Home Server 1: Bitcoin Node Hardware Setup2022-09-21 01:31
I decided it was finally time to setup a Bitcoin node of my very own. I debated a long time about getting a Raspberry Pi or buying a NUC-like device. Finally, I decided to repurpose an old laptop I have, and I think that I made the right decision.
Initially I worried that the fan noise would annoy me or my wife (our router is in our bedroom). However, so far, the noise is minimal to non-existent. I suppose running a Bitcoin node is not a particularly taxing task. As I add more services to the device, I will see how it continues to fare.
The laptop I’m using is an Acer Aspire E5-575G that I ordered from Amazon 5 years ago. It’s CPU is an Intel Core i5-7200U CPU @ 2.50GHz and it has 8GB of DDR4 RAM.
It has a 256GB SSD drive, which I replaced with a Western Digital 1TB SSD drive which I purhased from Walmart. One terabyte is already getting low for a Bitcoin full node + extra services (such as an Electrum server) so I will no doubt need to update that in the future.

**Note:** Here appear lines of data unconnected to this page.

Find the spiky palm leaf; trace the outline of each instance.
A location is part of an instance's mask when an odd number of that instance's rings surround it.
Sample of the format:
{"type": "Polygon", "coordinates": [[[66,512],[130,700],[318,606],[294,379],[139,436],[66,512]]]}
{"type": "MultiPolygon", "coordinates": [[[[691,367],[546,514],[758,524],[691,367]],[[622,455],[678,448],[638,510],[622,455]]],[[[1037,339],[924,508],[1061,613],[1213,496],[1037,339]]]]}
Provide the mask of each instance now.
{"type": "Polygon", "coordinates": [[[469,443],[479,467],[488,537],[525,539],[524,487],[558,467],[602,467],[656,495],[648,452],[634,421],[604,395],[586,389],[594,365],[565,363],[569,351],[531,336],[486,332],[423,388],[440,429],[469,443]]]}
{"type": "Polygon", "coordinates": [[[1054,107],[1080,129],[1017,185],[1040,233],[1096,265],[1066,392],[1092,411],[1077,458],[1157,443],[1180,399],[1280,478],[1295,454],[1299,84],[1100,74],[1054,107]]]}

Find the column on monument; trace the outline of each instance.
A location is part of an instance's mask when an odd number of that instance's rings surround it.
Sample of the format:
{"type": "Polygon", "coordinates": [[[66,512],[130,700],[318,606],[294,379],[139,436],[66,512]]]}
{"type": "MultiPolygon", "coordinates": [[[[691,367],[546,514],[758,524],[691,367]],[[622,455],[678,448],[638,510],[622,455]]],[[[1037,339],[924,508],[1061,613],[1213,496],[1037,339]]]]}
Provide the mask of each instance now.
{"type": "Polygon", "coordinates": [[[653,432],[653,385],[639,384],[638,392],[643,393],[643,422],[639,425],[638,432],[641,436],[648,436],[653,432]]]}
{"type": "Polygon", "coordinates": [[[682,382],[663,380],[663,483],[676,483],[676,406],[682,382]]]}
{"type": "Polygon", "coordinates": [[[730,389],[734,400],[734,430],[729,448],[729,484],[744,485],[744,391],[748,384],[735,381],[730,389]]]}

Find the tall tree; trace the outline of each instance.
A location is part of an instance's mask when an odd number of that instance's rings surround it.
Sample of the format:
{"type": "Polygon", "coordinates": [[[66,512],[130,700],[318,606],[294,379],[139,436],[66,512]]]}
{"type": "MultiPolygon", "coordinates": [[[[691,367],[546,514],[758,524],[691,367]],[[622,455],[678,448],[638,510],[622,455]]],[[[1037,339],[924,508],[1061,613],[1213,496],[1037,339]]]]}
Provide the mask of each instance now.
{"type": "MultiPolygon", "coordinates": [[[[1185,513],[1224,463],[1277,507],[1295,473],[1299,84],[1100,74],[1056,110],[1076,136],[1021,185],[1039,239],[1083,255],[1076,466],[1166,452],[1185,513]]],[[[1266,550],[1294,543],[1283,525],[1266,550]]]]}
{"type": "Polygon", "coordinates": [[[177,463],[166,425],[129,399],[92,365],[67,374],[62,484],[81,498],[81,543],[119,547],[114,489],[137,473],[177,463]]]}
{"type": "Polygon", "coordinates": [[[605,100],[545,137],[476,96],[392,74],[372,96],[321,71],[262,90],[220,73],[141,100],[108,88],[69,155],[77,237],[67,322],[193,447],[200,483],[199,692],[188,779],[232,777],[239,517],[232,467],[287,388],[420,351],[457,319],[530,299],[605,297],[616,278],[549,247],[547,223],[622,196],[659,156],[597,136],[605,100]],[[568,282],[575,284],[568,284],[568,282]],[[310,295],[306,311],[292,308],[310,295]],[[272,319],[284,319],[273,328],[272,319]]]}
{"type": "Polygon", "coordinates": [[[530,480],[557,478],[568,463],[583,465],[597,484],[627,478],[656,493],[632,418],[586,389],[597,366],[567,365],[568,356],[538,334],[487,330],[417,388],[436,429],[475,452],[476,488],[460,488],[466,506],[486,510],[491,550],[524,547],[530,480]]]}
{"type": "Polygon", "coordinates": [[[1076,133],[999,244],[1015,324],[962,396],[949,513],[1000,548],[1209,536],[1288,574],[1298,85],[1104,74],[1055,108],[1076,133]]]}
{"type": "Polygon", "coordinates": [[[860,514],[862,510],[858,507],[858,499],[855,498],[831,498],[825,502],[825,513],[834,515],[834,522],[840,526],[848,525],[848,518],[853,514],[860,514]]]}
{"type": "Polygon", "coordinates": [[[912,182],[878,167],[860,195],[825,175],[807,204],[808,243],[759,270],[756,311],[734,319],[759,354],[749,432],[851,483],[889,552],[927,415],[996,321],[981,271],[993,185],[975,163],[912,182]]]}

I also opted to remove the battery. It probably wasn’t necessary, but the idea of leaving a laptop on, day and night, plugged in with a battery made me nervous.
Here are some useful tutorials:
When it comes to running a Bitcoin node, network connection is important. I have a gigabit fiber connection with AT&T, and my router is a TP-Link Archer AX73. This router is a beast for home internet use. I know you might think you need a $500 mega-low latency gaming router, but you don’t. However, if you’re using a default, ISP-provided router you definitely need to upgrade.
I used the default router for years and eventually I had about 15 devices on it, between computers, tablets, phones, smart switches, etc. AT&T only rated it for 10 devices and it showed. The internet connection would die constantly, videos would buffer, on and on. After updgrading to this router, we have had zero issues. There are now 20 devices connected and this thing still screams.
Initially I had this computer connected via WiFi so I could place it somewhere else in the house. As I mentioned previously, I was worried about fan noise. It did work, actually. The Bitcoin node fully synced in a very short time (maybe eight hours). However, I noticed lag while SSH’ing into the machine. Connecting via ethernet directly to the router resolved that issue. It’s not absolutely necessary to use ethernet, but I would suggest it.
It is currently tucked nearly underneath our dresser. I put a piece of electrical tape over the blue LED indicator and it is upside down for airlow.